Ah, ‘Namsploitation. Where every gun has infinite bullets, every weapon is always set to rock and roll, and everyone fires from the hip. Also, shit explodes. From the fiery ashes of the Viet Nam comes classic films about heroism in a shithouse jungle hotbox, where Charlie hides behind every tree, and discipline has broken down to nothing. Where every GI sports a beard and has forgotten how to salute, and every step is booby trapped. Into this maelstrom of shrapnel and fire rides a school bus, driven by missionaries and hijacked by three abandoned US marines who are desperate to get the hell out and go back to the World.
The year is 1972, the US has pulled out most of its ground forces along the North/South border, and the NVA are now launching the Easter Offensive. A South Vietnamese major and a group of missionaries board a school bus driven by an NVA spy who tries to head north…until the Marines stop him and commandeer things. The ragtag group initially despises each other, until they begin recognizing the need to work together to survive. Along the way, they encounter NVA battalions and booby trapped corpses of American soldiers, raid abandoned South Vietnamese and American fire bases, scrounge for fuel and supplies, and discover that one of the missionaries is actually an epileptic schizophrenic who isn’t always trustworthy.
Stuff explodes in this movie. A lot. And for some reason, everyone constantly rolls and leaps around whenever they get into a gunfight. Yet despite how depressing the material is, it’s still an entertaining ride. I’m not saying this is a good movie; far from it. But I still rooted for the good guys to kick butt and evade the bad guys, even when I thought they looked ridiculous doing it. Everyone is desperate to survive, and everyone has been out in the jungle for way too long, so the constantly frayed nerves don’t come off as bad as they might have in a different situation. Sure, the acting is poor, but considering just how bad things were in Vietnam in the 1970s…well, the over-the-top nature of many of the performances actually don’t seem that weird. These people are crazy, but they all just want to get home, no matter what.

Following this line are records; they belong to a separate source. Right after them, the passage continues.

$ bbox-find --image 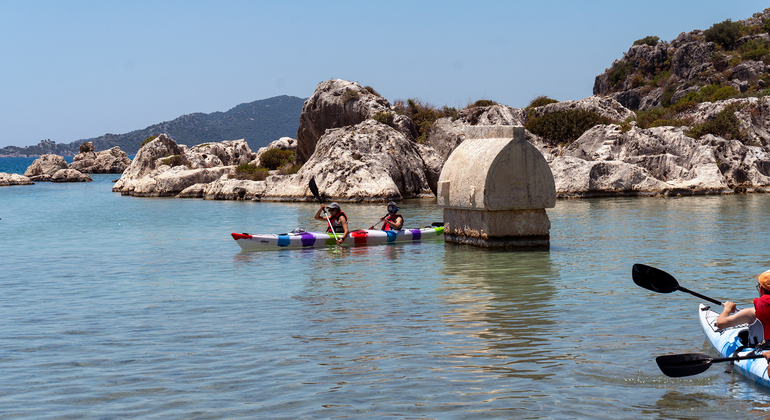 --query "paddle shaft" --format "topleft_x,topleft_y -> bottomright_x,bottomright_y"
711,353 -> 765,363
677,286 -> 722,306
369,213 -> 390,229
308,178 -> 337,241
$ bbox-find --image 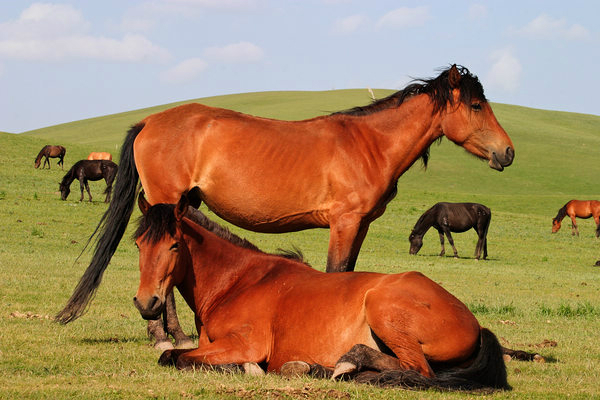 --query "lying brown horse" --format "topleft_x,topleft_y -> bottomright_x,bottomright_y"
34,144 -> 67,169
134,195 -> 508,389
57,65 -> 514,323
87,151 -> 112,161
552,200 -> 600,237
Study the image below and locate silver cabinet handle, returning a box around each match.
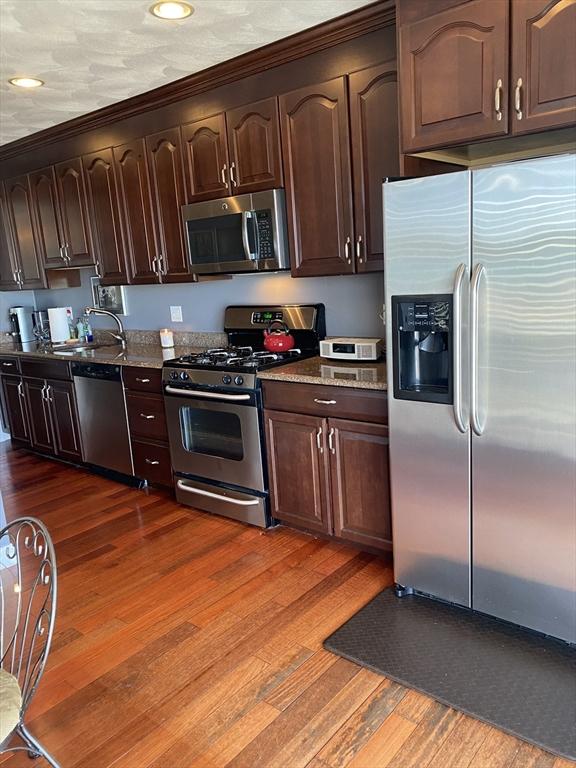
[452,264,468,433]
[494,79,502,121]
[470,264,486,437]
[344,237,352,264]
[164,385,250,400]
[328,427,336,453]
[356,235,362,264]
[176,480,259,507]
[514,77,524,120]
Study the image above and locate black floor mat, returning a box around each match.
[324,589,576,760]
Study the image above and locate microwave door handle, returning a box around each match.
[242,211,258,261]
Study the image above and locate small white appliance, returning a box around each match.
[320,336,384,360]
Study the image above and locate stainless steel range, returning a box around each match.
[162,304,325,527]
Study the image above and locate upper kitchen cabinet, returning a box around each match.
[226,97,282,194]
[146,128,193,283]
[113,139,160,284]
[349,60,399,272]
[182,97,282,202]
[82,149,128,285]
[398,0,509,152]
[182,113,230,203]
[511,0,576,134]
[54,158,94,267]
[280,77,354,277]
[4,176,46,289]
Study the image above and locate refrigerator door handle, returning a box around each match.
[452,264,468,434]
[470,264,486,437]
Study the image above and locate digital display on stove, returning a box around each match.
[252,310,284,325]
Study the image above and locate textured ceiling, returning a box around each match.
[0,0,368,144]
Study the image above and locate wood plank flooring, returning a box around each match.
[0,444,574,768]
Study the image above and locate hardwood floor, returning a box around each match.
[0,444,574,768]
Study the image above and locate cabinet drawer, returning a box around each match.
[126,392,168,442]
[132,440,172,485]
[20,358,72,381]
[262,381,388,424]
[122,365,162,394]
[0,355,20,374]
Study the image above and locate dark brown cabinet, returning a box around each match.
[82,149,128,285]
[0,374,30,445]
[4,176,46,289]
[349,60,399,272]
[280,77,354,277]
[182,97,282,202]
[113,139,160,284]
[398,0,509,152]
[264,382,392,549]
[146,128,193,283]
[510,0,576,134]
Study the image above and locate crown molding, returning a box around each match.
[0,0,396,161]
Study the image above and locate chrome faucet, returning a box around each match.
[84,307,126,349]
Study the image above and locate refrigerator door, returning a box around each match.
[471,155,576,642]
[384,171,471,605]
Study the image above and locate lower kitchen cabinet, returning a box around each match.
[264,382,392,549]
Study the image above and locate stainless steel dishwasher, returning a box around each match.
[72,362,134,475]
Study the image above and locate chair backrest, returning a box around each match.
[0,517,58,712]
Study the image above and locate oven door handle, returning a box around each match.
[176,480,260,507]
[164,386,250,400]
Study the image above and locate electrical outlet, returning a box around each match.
[170,307,182,323]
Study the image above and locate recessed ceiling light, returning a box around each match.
[9,77,44,88]
[150,0,194,21]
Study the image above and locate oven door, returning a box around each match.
[165,386,266,492]
[182,195,258,274]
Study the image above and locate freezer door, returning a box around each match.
[384,171,471,605]
[471,155,576,642]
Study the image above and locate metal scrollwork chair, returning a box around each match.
[0,517,59,768]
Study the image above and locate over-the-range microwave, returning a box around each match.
[182,189,290,275]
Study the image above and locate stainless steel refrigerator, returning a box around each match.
[384,155,576,642]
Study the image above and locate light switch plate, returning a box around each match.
[170,307,182,323]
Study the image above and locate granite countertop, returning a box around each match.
[258,357,387,391]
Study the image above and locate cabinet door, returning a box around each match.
[265,411,331,533]
[349,60,400,272]
[280,78,354,277]
[82,149,128,285]
[398,0,509,152]
[0,184,19,291]
[4,176,46,289]
[28,167,65,267]
[0,376,30,445]
[113,139,159,284]
[226,98,282,194]
[182,113,230,203]
[46,380,82,461]
[54,158,94,267]
[511,0,576,133]
[22,378,54,453]
[146,128,192,283]
[328,419,392,549]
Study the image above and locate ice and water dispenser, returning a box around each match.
[392,294,452,404]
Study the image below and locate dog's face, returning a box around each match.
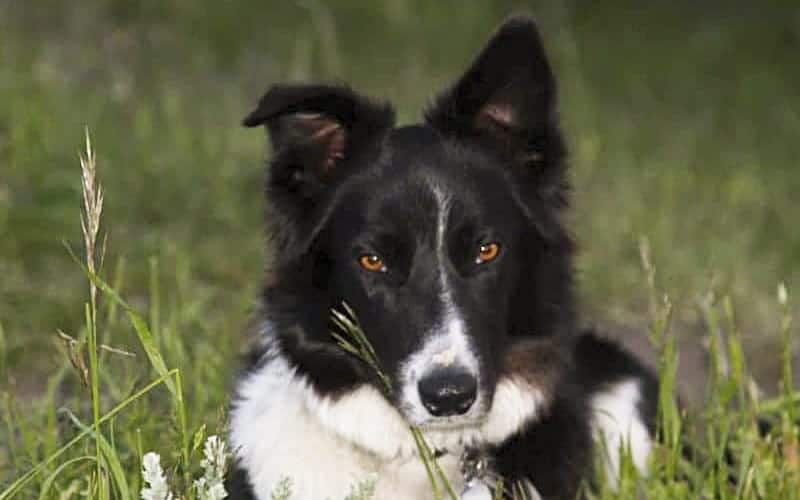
[245,20,572,437]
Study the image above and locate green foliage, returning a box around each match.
[0,0,800,500]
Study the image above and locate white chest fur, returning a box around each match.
[230,357,463,500]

I liked Warbus. It’s not great, but it’s not as awful as I was expecting. And it is way, way better than dreck like Robowar. And Warbus is what made the North Koreans notice Ferdinando Baldi and hire him to make Ten Zan, in which one of the Marines from this film, Romano Kristoff, also starred. Hell, to bring it home, the Warbus sequel stars Mark Gregory of both Ten Zan and the Thunder films. Would I watch that? You bet your sweet candy ass I would.